In a move that showcases AWS' commitment to staying at the forefront of AI innovation, the company has already announced its next-generation Trainium3 chips. Built on a 3-nanometer process, the Trainium3 is expected to deliver another 4x performance gain for UltraServers and is slated for release in late 2025. This rapid release cycle is a testament to AWS' dedication to providing customers with the tools they need to build and deploy increasingly complex AI models.
"Trainium2 is the highest performing AWS chip created to date," said David Brown, vice president of Compute and Networking at AWS. "And with models approaching trillions of parameters, we knew customers would need a novel approach to train and run those massive models. The new Trn2 UltraServers offer the fastest training and inference performance on AWS for the world's largest models. And with our third-generation Trainium3 chips, we will enable customers to build bigger models faster and deliver superior real-time performance when deploying them."
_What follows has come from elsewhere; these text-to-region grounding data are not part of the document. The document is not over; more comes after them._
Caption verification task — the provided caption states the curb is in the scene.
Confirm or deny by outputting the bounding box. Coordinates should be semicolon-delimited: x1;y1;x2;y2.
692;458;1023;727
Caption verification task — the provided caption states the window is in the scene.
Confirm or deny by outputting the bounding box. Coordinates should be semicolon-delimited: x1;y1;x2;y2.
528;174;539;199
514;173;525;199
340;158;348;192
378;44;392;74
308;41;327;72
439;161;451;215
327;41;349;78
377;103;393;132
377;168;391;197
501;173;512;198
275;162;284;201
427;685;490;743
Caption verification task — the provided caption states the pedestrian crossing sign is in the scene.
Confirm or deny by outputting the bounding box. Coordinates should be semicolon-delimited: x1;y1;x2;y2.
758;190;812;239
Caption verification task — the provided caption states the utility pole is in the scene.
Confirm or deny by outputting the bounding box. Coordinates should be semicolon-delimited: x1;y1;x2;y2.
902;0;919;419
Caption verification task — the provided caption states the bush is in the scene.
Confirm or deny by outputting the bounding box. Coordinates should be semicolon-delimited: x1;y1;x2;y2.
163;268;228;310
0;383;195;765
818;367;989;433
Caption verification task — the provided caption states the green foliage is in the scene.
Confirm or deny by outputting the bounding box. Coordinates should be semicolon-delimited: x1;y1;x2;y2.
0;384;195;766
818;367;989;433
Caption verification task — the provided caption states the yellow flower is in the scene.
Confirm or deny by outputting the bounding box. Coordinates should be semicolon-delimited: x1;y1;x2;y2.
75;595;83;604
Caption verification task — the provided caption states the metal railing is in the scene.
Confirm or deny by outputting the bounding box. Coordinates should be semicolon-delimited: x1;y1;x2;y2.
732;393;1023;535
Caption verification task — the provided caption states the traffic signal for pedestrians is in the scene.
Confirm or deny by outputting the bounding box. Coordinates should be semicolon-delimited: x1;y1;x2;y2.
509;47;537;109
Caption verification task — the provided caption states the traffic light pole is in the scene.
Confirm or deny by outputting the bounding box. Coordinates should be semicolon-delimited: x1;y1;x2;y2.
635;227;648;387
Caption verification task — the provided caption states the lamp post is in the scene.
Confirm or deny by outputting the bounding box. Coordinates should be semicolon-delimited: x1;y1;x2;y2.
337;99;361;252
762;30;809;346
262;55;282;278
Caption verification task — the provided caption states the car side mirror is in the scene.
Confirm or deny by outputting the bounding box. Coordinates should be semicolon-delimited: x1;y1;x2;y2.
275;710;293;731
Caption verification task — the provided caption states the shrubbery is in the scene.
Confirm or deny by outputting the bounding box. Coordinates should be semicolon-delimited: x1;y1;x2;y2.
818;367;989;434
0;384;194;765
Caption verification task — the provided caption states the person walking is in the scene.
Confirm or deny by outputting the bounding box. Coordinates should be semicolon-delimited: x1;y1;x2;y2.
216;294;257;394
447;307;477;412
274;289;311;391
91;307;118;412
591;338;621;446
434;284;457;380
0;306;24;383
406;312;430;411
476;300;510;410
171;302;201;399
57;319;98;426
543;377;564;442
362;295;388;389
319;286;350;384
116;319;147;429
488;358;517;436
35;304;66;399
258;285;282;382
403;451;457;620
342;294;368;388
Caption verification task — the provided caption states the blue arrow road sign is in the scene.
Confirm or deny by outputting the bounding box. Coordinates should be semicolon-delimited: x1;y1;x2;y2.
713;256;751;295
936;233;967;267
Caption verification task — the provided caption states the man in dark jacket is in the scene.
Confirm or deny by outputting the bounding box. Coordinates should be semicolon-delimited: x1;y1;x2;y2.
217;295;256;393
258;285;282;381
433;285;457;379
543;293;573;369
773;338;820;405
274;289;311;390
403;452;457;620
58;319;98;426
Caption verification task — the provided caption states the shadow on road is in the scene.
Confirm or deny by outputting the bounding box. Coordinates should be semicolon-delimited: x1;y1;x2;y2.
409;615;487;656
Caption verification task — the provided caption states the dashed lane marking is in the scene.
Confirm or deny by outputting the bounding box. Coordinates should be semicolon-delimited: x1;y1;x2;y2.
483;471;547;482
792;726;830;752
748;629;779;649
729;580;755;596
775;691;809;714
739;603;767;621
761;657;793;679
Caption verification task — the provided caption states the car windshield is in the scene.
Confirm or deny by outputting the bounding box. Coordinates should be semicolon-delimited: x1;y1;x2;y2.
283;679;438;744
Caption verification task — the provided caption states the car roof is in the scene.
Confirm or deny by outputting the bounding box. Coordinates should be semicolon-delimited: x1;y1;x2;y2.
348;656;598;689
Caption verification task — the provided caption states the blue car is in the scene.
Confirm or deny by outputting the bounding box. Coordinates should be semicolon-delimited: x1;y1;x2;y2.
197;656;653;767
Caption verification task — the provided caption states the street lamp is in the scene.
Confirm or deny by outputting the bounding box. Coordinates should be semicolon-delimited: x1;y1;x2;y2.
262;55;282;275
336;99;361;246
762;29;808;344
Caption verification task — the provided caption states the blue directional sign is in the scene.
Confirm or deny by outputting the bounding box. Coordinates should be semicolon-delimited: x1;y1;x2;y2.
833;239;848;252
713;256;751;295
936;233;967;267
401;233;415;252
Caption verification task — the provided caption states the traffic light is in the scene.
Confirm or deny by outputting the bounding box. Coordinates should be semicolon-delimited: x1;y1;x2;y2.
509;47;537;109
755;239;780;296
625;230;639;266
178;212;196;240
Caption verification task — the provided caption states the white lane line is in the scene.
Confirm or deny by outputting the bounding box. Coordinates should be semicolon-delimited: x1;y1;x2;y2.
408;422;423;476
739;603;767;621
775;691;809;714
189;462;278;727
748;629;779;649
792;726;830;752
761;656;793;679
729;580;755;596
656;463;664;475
The Trn2 instances are now generally available in AWS' US East (Ohio) region, with other regions set to launch soon. The UltraServers are currently in preview, with further details on availability expected in the coming months.
As the AI landscape continues to evolve, AWS' Trainium2 and Trainium3 chips are poised to play a significant role in shaping the future of large language models and artificial intelligence as a whole. With their impressive performance specs and rapid release cycle, AWS is sending a clear message to the industry: it's committed to staying at the forefront of AI innovation and providing customers with the tools they need to build and deploy the most advanced AI models.